Pour les coopératives touchées par ces arrachages, la perte de volume a été difficile à gérer. Alain Mazoyer, directeur des Vignerons corsicans, raconte : « Nous avons perdu 200 ha. Surtout des vins de pays. Aujourd'hui, il nous manque une classe d'âge de vignerons. Nous essayons d'assurer l'intérim en attendant la relève. »
Face à la reprise des marchés et au constat que la viticulture corse manque désormais de vin, l'île a obtenu de nouveaux droits de plantation. Environ 100 ha ont été ainsi accordés lors de la dernière campagne et le double devrait l'être l'année prochaine.

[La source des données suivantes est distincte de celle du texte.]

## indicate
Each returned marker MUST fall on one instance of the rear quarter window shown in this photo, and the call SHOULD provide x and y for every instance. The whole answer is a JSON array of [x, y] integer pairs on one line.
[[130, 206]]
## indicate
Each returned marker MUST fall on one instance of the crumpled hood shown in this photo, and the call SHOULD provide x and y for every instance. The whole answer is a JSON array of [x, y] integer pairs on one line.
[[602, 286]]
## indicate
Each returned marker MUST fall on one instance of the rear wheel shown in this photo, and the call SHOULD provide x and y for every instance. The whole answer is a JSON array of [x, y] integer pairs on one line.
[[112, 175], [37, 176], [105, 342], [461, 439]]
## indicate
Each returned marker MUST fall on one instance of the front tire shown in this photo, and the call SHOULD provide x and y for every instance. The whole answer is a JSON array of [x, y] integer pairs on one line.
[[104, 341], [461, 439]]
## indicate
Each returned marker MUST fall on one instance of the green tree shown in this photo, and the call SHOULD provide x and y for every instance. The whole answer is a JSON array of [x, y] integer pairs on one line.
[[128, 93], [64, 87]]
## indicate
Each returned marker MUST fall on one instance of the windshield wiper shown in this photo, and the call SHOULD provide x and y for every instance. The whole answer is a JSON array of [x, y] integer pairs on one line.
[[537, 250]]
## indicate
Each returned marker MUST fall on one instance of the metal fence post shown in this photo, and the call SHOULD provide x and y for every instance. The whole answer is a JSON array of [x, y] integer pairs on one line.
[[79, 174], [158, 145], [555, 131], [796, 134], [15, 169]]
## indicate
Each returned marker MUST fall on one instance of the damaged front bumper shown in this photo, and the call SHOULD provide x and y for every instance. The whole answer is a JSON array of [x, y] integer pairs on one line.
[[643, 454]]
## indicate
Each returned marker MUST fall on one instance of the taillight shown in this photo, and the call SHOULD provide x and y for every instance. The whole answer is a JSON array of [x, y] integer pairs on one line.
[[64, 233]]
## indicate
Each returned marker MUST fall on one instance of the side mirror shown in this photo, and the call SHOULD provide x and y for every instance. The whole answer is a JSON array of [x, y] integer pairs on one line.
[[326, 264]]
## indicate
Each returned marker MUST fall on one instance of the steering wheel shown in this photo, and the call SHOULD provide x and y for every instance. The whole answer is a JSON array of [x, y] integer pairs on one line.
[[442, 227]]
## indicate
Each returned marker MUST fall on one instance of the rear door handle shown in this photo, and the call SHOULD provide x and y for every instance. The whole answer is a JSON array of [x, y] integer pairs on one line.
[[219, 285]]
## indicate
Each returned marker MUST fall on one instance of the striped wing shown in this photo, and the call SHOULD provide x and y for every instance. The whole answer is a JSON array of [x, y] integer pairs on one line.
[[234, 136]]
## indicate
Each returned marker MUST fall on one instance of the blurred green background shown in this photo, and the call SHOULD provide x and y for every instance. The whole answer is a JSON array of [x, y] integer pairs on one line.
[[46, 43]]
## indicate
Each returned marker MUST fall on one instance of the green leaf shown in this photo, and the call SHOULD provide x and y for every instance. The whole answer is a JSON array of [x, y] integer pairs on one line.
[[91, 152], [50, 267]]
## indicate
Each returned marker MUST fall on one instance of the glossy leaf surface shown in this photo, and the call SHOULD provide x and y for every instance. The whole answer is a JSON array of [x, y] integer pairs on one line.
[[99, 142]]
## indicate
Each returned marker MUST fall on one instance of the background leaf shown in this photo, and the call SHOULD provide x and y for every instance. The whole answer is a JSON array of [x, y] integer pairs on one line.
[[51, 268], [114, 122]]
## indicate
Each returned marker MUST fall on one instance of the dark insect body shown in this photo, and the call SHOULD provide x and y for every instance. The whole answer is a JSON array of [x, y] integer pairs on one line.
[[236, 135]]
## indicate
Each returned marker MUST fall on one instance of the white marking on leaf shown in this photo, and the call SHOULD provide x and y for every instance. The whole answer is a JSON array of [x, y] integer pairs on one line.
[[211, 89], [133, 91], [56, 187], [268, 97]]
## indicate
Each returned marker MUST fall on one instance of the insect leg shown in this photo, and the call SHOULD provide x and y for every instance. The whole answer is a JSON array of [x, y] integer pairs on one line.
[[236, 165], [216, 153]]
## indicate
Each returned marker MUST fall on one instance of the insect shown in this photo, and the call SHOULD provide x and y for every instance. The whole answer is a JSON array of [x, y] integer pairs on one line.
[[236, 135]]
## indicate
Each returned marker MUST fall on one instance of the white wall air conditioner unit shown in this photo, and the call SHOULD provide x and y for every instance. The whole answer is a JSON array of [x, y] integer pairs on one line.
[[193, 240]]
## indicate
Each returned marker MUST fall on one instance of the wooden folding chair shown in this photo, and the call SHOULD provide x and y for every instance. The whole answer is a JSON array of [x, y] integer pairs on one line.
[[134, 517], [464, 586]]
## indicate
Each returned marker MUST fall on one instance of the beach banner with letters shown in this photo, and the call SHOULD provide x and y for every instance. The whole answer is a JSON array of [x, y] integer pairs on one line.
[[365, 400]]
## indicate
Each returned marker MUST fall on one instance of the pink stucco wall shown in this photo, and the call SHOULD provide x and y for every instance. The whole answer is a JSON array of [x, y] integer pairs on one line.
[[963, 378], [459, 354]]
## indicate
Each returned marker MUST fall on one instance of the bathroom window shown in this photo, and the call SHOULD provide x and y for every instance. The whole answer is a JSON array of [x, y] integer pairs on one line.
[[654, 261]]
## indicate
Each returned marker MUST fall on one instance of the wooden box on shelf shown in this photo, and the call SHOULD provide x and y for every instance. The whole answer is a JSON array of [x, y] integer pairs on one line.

Côté restructuration, France AgriMer note une intensification des demandes en 2011. Laurent Bourde, du Civam, complète : « Les Corses plantent de plus en plus de cépages corses. » Preuve que la viticulture a repris confiance en elle.
Le Point de vue de
Charles Morazzani, vigneron à Folelli (Haute-Corse). 17,5 ha en 2000, 17 ha en 2010
« J'ai lancé ma cuvée prestige »
«J'ai 66 ans et, comme beaucoup de mes collègues, je me bats depuis des années pour la défense de nos cépages typiques corses. Cette décennie a vu nos efforts récompensés. Nos vins sont aujourd'hui reconnus par le consommateur comme des produits à forte personnalité et de qualité. Cette montée en puissance de la notoriété des vins corses m'a donné l'idée de lancer une cuvée prestige en 2001. Elle est issue de vignes à faible rendement : 70 % de niellucciu et le reste en syrah. La cuvaison, d'une trentaine de jours, est plus longue que pour mes cuvées classiques. Baptisé Monte Cristo, ce haut de gamme est vendu à la cave 7 euros TTC la bouteille, soit 2 euros de plus que les bouteilles classiques. Selon les années, j'en produis entre 10 000 et 15 000 cols par an.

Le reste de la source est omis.